Sexta-feira, 7 de abril
SEXTA-FEIRA SANTA – ANO A
Mateus 27, 32-56
Estamos no auge da história da salvação dentro da liturgia do Tríduo Pascal. Convidamos você a desacelerar, dedicar tempo a estudar e rezar estes versículos da Palavra. A leitura dos trechos do Evangelho de Mateus destes dias solenes se concentra na localização dos fatos, imersos na criação: um olival, uma montanha e um jardim. Hoje estamos no Gólgota, lugar de tortura e morte. Estamos diante da história mais importante de todo o Evangelho. Aqui, hoje, neste monte fora de Jerusalém, temos a oportunidade de encontrar este rosto de Deus. Ontem, no jardim das oliveiras, Jesus nos ensinou a orar. Hoje ele nos ensina a viver.
É por isso que “contar” o dia de hoje é uma tarefa impossível: podemos apenas sugerir algumas ideias, com um convite a todos vocês para desacelerar, quase parar totalmente hoje, e focar seu olhar em cada versículo. Cada passo merece um dia, uma semana de meditação silenciosa. Em cada versículo aqui encontramos explicações de toda a Escritura, dos profetas, da Lei, das cartas de Paulo, do Apocalipse, da patrística, da teologia medieval, do magistério da igreja, da Laudato Si’. Aqui encontramos a criação que nos fala sobre esta morte, o escurecimento do céu, o véu do templo – feito por mãos humanas – que se rasga. Cabe a nós escolher fixar ou não o nosso olhar na glória de Deus, que se manifesta hoje no corpo dilacerado que está pendurado na cruz, como fazem o malfeitor e o centurião e, assim, ser salvos. Ou agir como os sumos sacerdotes, fariseus e a multidão, que zombam do que se encontra diante deles, mas que mesmo assim também são salvos pela misericórdia de Deus.

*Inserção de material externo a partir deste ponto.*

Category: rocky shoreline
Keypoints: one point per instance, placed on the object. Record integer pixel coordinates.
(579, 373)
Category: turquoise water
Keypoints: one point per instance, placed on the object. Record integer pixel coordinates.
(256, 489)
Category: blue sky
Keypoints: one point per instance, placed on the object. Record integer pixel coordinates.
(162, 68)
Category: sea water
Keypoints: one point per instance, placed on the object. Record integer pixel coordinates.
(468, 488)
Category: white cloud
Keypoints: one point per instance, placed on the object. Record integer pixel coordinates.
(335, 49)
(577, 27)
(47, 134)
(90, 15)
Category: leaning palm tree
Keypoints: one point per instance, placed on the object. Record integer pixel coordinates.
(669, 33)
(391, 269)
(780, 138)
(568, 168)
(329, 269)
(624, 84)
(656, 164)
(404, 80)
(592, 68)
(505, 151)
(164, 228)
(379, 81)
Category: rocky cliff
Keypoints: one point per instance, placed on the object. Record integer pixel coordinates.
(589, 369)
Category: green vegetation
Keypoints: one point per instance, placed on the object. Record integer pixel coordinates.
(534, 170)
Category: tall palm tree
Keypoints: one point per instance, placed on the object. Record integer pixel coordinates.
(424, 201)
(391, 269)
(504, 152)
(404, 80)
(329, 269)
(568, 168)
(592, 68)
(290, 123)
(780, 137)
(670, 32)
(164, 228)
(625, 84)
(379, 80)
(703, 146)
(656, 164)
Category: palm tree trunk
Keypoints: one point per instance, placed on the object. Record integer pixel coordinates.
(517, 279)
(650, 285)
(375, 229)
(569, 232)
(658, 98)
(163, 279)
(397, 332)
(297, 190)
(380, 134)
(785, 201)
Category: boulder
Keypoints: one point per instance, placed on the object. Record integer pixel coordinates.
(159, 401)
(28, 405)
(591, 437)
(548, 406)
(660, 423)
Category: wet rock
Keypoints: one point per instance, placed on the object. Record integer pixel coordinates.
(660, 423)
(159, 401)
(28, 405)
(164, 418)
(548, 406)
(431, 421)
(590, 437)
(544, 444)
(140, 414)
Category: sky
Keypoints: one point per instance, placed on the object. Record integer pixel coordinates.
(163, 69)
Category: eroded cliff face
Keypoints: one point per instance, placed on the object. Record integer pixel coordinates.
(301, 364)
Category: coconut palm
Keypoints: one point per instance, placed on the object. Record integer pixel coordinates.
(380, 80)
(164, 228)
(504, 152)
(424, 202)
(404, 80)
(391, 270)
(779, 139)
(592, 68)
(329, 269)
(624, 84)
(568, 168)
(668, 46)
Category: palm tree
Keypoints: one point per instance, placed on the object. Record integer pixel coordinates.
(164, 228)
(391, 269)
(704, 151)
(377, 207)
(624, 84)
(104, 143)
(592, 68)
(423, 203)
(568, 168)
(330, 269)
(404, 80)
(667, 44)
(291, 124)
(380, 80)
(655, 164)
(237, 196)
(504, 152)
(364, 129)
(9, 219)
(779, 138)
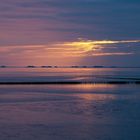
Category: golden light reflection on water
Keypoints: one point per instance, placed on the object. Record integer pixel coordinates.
(97, 97)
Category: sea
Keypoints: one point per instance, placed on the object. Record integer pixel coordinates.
(69, 103)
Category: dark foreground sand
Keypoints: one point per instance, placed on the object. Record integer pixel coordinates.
(70, 112)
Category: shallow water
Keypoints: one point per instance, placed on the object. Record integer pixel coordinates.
(70, 112)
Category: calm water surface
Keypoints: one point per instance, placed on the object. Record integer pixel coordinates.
(69, 112)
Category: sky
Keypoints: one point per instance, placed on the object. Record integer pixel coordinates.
(70, 32)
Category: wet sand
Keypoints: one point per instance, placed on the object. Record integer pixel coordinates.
(70, 112)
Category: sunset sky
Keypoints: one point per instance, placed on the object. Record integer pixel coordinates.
(70, 32)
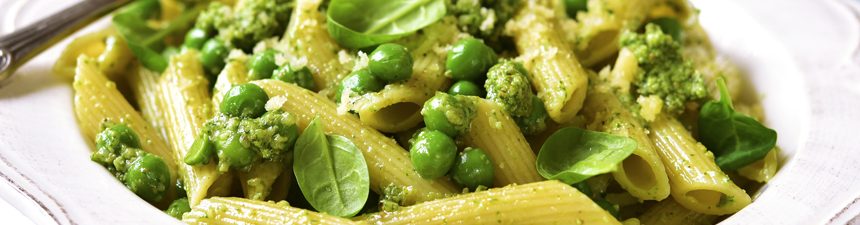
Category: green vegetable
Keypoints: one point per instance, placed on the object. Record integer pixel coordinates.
(233, 154)
(465, 87)
(200, 152)
(572, 7)
(148, 177)
(485, 19)
(572, 155)
(449, 114)
(245, 100)
(262, 65)
(360, 24)
(534, 122)
(301, 77)
(735, 139)
(178, 207)
(144, 41)
(248, 23)
(663, 70)
(358, 83)
(391, 62)
(213, 54)
(509, 87)
(241, 141)
(432, 153)
(473, 168)
(331, 172)
(469, 59)
(195, 38)
(669, 26)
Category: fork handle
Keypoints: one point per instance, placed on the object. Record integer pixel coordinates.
(18, 47)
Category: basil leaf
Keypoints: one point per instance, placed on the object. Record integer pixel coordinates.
(735, 139)
(331, 172)
(359, 24)
(144, 41)
(572, 155)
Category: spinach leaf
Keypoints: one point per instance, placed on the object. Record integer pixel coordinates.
(735, 139)
(144, 41)
(572, 155)
(359, 24)
(331, 172)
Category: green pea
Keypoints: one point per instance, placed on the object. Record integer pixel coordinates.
(432, 154)
(148, 177)
(200, 151)
(301, 77)
(262, 64)
(575, 6)
(448, 114)
(473, 168)
(195, 38)
(245, 100)
(115, 135)
(391, 62)
(465, 87)
(178, 207)
(234, 154)
(469, 59)
(213, 54)
(359, 82)
(669, 26)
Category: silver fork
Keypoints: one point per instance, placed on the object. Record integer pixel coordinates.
(20, 46)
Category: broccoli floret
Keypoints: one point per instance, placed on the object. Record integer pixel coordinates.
(216, 17)
(508, 85)
(393, 197)
(484, 19)
(248, 23)
(269, 137)
(664, 71)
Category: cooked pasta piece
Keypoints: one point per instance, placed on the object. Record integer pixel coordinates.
(219, 210)
(553, 68)
(499, 136)
(600, 28)
(642, 173)
(387, 162)
(696, 181)
(105, 46)
(97, 100)
(308, 39)
(184, 93)
(397, 107)
(144, 87)
(669, 212)
(547, 202)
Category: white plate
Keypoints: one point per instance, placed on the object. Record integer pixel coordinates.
(801, 56)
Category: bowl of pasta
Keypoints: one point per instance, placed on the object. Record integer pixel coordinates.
(438, 112)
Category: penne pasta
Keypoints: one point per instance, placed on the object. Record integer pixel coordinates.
(184, 94)
(387, 162)
(220, 210)
(499, 136)
(547, 202)
(696, 181)
(555, 72)
(97, 100)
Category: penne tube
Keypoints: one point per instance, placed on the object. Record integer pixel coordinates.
(696, 181)
(387, 162)
(184, 94)
(499, 136)
(555, 72)
(546, 202)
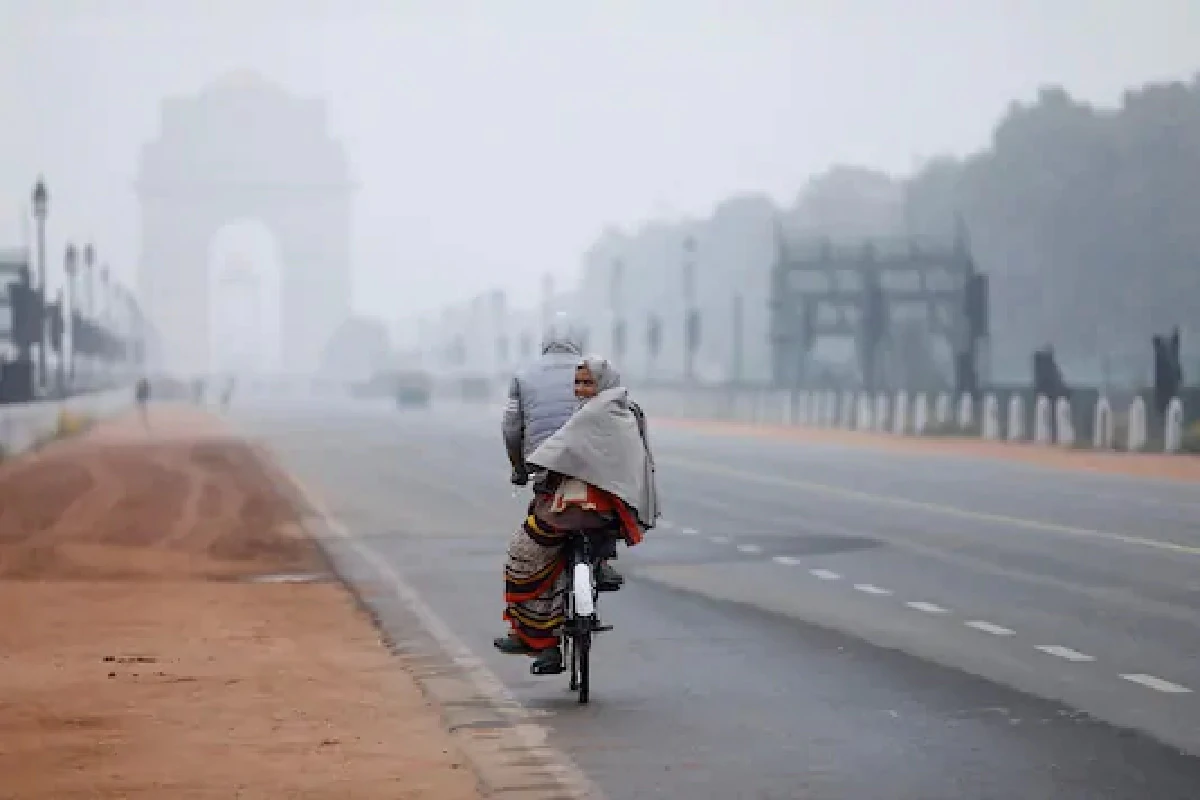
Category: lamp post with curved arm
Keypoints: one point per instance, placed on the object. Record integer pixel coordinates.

“Saindo, encontraram um homem de Cirene, chamado Simão, a quem obrigaram a levar a cruz de Jesus.” A cena se abre com um imigrante da Líbia, na África, um “pobre Cristo” que voltava do trabalho no campo. Quem carrega cruzes ou ajuda a carregá-las nunca é rico ou poderoso, mas sempre alguém visto como inferior. Apesar disso, esse homem se torna um dos protagonistas da cena. Não é Simão, o discípulo sobre quem Jesus fundou a igreja, mas outro Simão: um discípulo involuntário que passa a seguir o caminho cristão e, de fato, com seus filhos e sua esposa Evódia, é mencionado tanto na carta aos Romanos quanto no Evangelho de Marcos como o pai de Alexandre e Rufo.
No sofrimento, quase sempre procuramos algum tipo de anestésico: “deram-lhe de beber vinho misturado com fel”, mas Ele se recusou a beber. A cena em que O despojam de suas vestes é sempre comovente e humilhante: “dividiram suas vestes entre si, tirando à sorte”. A majestade de Deus está em não possuir nada de seu. “Foram crucificados com ele dois ladrões, um à sua direita e outro à sua esquerda.” A cruz é como uma árvore que se ergue nesta montanha, lembra-nos a árvore da vida rejeitada por Adão (cujo crânio é frequentemente representado ao pé da cruz). Jesus sobe nesta árvore da morte para derramar Seu sangue sobre a caveira, que representa a morte de cada um de nós, para dar a vida. Seu sangue irriga o solo como o sangue de muitos mártires da ecologia que lutam por justiça social e ambiental. O sangue dos mártires é semente de cristãos, como diz Tertuliano. Neste momento da glória de Cristo estão presentes os dois criminosos, “um à sua direita e outro à sua esquerda”, os lugares exatos onde Tiago e João tão ansiosamente desejavam estar. Como precisamos aprender a orar! Manter Jesus no meio de nós, no meio da nossa miséria, em solidariedade com toda a humanidade representada à direita e à esquerda: os criminosos e os que estão convencidos de que não o são.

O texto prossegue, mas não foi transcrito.